Ceramic coatings are made to increase the hardness and color window of the deposits. Introducing reactive gases during the deposition produces these hard coatings. The most used reactive gases are nitrogen and methane or acetylene to produce metal-nitride, metal-carbide and metal-carbonitride films. Sometimes oxygen is also used to produce oxides, oxinitrides, etc. These metals can be produced in a certain color range, depending on the metal-to-gas ratio in the film (also called stoichiometry) and the structure of the coating.

To change the stoichiometry and structure of the coating and its color, arc evaporation current, bias voltage, gas flow and temperature can be used: arc evaporation current, bias voltage, gas flow, temperature.

The process temperature affects the density and structure of the coating and, therefore, its color. This means that even with identical currents, bias voltages and gas flows, color difference will exist between products coated at different temperatures. With the goal to coat different substrate materials with identical colors in mind, other process parameters have to be found to counterbalance the effect of temperature. The effects of arc evaporation current, bias voltage, argon, nitrogen and acetylene flow have been examined in detail. Figure 3 shows the influence of the nitrogen flow on the color of zirconium-carbonitride coatings for a certain combination of evaporation current, argon and acetylene flow. Colors are measured in CIE-L*a*b* values.²

Zirconium is the most used target material for decorative applications in sanitary and door hardware because of its relatively wide color range.

Process Control
The process parameters for each collating (color) are stored in recipes with different process steps. During the process, all relevant process parameters are continuously monitored and controlled by an automatic control system. By storing the relevant parameters in recipes and controlling and monitoring them during the processes, it is possible to have an excellent reproducibility of the coating quality. PVD yields up to 98% have been achieved on a long-term basis.

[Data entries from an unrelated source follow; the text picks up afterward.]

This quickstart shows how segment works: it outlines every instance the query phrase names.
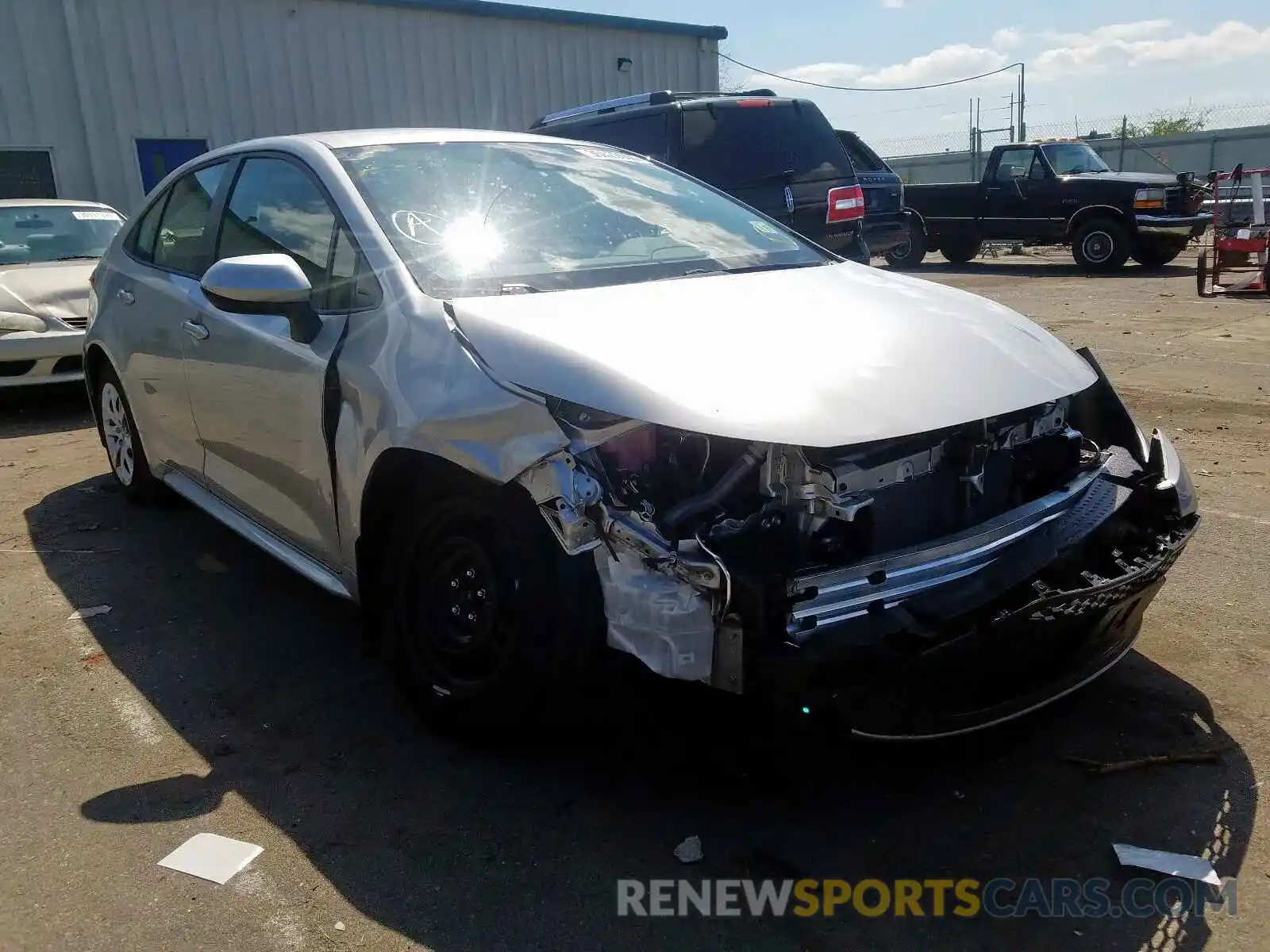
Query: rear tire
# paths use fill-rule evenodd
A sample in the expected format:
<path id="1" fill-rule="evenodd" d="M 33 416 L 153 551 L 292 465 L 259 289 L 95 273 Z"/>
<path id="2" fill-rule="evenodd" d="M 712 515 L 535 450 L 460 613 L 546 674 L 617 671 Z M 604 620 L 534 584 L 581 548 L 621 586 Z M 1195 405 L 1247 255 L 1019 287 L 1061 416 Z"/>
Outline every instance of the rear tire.
<path id="1" fill-rule="evenodd" d="M 940 254 L 950 264 L 966 264 L 979 254 L 983 241 L 973 239 L 946 239 L 940 241 Z"/>
<path id="2" fill-rule="evenodd" d="M 603 644 L 589 555 L 566 556 L 518 486 L 447 487 L 401 512 L 376 579 L 381 644 L 433 726 L 530 722 Z"/>
<path id="3" fill-rule="evenodd" d="M 132 407 L 123 395 L 118 374 L 109 364 L 95 376 L 93 400 L 97 404 L 97 432 L 119 490 L 130 503 L 145 505 L 155 501 L 163 482 L 150 472 Z"/>
<path id="4" fill-rule="evenodd" d="M 1086 272 L 1119 270 L 1129 260 L 1129 232 L 1111 218 L 1092 218 L 1076 230 L 1072 258 Z"/>
<path id="5" fill-rule="evenodd" d="M 1208 283 L 1208 249 L 1203 249 L 1199 253 L 1199 260 L 1195 263 L 1195 291 L 1199 292 L 1200 297 L 1215 297 L 1217 293 L 1209 287 Z"/>
<path id="6" fill-rule="evenodd" d="M 926 258 L 926 230 L 921 225 L 911 225 L 908 241 L 895 245 L 886 253 L 886 263 L 895 270 L 908 272 L 921 267 Z"/>
<path id="7" fill-rule="evenodd" d="M 1163 268 L 1186 250 L 1186 239 L 1138 239 L 1133 260 L 1143 268 Z"/>

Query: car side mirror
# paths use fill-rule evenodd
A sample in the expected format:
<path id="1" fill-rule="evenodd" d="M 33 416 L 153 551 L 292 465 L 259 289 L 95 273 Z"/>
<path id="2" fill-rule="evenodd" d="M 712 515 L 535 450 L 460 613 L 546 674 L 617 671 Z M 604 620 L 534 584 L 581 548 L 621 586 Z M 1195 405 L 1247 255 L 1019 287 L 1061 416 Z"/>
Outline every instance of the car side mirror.
<path id="1" fill-rule="evenodd" d="M 291 324 L 291 338 L 311 344 L 321 331 L 312 306 L 314 287 L 284 254 L 224 258 L 199 282 L 207 300 L 234 314 L 281 314 Z"/>

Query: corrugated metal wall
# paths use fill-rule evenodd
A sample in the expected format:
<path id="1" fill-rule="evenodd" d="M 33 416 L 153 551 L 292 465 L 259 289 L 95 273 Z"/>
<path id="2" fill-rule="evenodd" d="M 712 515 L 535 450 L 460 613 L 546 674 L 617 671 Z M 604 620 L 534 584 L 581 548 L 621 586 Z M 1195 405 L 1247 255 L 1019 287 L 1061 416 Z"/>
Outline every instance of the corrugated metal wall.
<path id="1" fill-rule="evenodd" d="M 122 209 L 142 198 L 137 138 L 525 129 L 578 103 L 718 88 L 714 41 L 339 0 L 0 0 L 9 19 L 0 147 L 52 146 L 62 195 Z"/>

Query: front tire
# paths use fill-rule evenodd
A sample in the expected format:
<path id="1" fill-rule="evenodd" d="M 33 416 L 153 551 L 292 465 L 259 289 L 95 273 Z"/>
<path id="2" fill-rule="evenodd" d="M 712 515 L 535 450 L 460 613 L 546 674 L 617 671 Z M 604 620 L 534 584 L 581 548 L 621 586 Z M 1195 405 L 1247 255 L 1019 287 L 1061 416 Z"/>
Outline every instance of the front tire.
<path id="1" fill-rule="evenodd" d="M 128 501 L 152 503 L 163 484 L 150 472 L 132 407 L 113 367 L 102 368 L 93 397 L 97 401 L 98 434 L 105 446 L 110 475 Z"/>
<path id="2" fill-rule="evenodd" d="M 1186 239 L 1138 239 L 1133 260 L 1143 268 L 1163 268 L 1186 250 Z"/>
<path id="3" fill-rule="evenodd" d="M 895 270 L 908 272 L 921 267 L 928 246 L 926 230 L 921 225 L 911 225 L 908 241 L 895 245 L 886 253 L 886 263 Z"/>
<path id="4" fill-rule="evenodd" d="M 1086 272 L 1119 270 L 1129 260 L 1129 232 L 1111 218 L 1092 218 L 1072 237 L 1072 258 Z"/>
<path id="5" fill-rule="evenodd" d="M 518 489 L 441 490 L 389 533 L 381 644 L 434 726 L 488 732 L 530 721 L 603 644 L 591 555 L 566 556 Z"/>

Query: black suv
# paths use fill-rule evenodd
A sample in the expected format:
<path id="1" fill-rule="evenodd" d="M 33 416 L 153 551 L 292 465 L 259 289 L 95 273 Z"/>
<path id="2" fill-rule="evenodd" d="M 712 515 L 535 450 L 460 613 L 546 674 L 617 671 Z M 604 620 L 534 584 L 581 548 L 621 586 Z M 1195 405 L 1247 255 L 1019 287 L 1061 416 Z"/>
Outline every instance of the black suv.
<path id="1" fill-rule="evenodd" d="M 856 169 L 865 193 L 865 241 L 870 253 L 888 256 L 908 244 L 908 212 L 904 211 L 904 182 L 886 161 L 855 132 L 834 129 Z"/>
<path id="2" fill-rule="evenodd" d="M 851 159 L 806 99 L 770 89 L 644 93 L 544 116 L 530 131 L 657 159 L 834 254 L 869 261 L 865 197 Z"/>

The combination of these, specially designed installations with high flexibility and reliability and automatically controlled processes enable excellent reproducibility of a magnitude of colors on different substrate materials in multiple machines worldwide at any moment in time. Faucets assembled of brass, zinc and ABS products will show no color deviation, even if the substrate materials are purchased, electroplated and PVD coated in different locations.